The Trudeau Liberals no longer offer a balance between social spending and fiscal prudence. The business Liberals are increasingly extinct and the few that remain are big spenders themselves. Today’s party has decided that the path to political success lies in poaching votes from the NDP. This is surely how they will deal with Mr. Poilievre before and during the next campaign. They will portray him as a dangerous ideologue even further from the Canadian middle ground than the Liberals themselves. Liberals have scared moderate New Democrats into voting for them before, and they will try to do so again. And if Mr. Poilievre, a career politician, is as convinced of his own political genius as he seems to be, buoyed by his huge victory in the party leadership race, he might just provide the Liberals with the kind of target they need.
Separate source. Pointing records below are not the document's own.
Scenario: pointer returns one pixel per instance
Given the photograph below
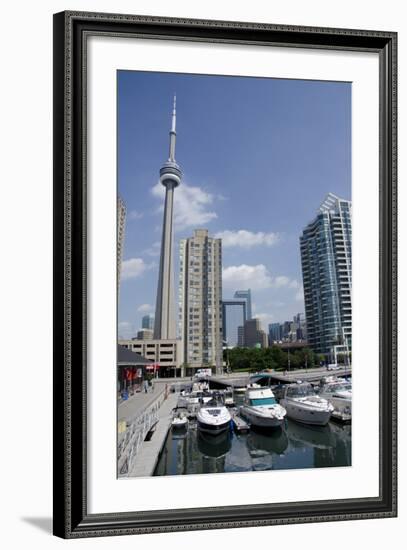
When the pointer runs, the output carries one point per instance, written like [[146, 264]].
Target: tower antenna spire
[[173, 133]]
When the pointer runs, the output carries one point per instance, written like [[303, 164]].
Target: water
[[294, 446]]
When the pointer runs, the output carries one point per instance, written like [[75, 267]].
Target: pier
[[305, 375], [143, 423]]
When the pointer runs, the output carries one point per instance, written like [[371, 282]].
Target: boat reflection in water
[[262, 447], [214, 445], [294, 446], [320, 437]]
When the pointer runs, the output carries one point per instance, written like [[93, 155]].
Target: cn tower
[[170, 177]]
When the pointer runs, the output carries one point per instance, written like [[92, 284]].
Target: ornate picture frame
[[71, 33]]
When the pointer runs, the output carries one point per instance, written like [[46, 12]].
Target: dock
[[147, 457]]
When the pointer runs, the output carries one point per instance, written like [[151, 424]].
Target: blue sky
[[258, 157]]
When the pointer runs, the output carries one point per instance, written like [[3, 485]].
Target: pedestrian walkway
[[146, 460], [139, 402]]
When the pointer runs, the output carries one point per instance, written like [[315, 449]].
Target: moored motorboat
[[261, 409], [339, 393], [213, 417], [303, 405]]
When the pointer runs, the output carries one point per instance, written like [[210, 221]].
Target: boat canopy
[[262, 401]]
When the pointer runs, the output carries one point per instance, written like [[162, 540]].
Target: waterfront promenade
[[143, 423]]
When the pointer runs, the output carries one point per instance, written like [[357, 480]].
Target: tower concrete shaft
[[170, 177]]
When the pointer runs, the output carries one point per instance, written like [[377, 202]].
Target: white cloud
[[257, 277], [135, 215], [281, 280], [145, 308], [154, 249], [132, 268], [247, 276], [191, 205], [126, 330], [247, 239]]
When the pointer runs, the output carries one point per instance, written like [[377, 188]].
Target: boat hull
[[306, 415], [213, 428], [260, 421]]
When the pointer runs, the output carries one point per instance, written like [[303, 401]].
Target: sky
[[258, 157]]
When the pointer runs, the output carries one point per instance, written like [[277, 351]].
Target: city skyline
[[259, 231]]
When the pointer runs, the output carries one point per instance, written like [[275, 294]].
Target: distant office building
[[145, 334], [121, 224], [200, 300], [240, 336], [275, 333], [233, 316], [247, 296], [253, 334], [147, 322], [326, 258]]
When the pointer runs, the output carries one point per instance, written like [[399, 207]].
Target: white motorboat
[[213, 417], [228, 397], [304, 405], [242, 389], [338, 392], [193, 398], [261, 409]]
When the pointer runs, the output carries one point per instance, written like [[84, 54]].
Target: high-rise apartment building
[[200, 300], [233, 316], [144, 334], [275, 332], [326, 258], [147, 322], [121, 224]]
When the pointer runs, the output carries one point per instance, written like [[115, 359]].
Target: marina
[[186, 427]]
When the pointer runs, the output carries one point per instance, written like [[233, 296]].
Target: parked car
[[333, 367]]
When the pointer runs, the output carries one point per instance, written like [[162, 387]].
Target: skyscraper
[[121, 224], [233, 316], [326, 258], [254, 336], [170, 177], [200, 300], [245, 295], [275, 332], [147, 322]]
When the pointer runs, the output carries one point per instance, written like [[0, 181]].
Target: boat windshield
[[262, 401], [300, 391], [340, 386]]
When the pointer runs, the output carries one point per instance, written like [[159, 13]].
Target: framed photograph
[[224, 274]]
The Poilievre victory combined with the Liberals’ abandonment of their historic moorings leaves Canadian politics more polarized than it has ever been. Keith Davey’s garden-variety Canadians – socially progressive, fiscally cautious and patriotically proud – have been abandoned by both major parties. Maybe, just maybe, the parties reckon that this kind of Canadian voter has so shrunk in number that today’s politics is less about attracting them than polarizing voters around identity and ideology. In which case it would be naive to believe that Canada might not be witnessing the beginning – in some form – of the sharpened political divisions recently seen in parts of Europe and the United States.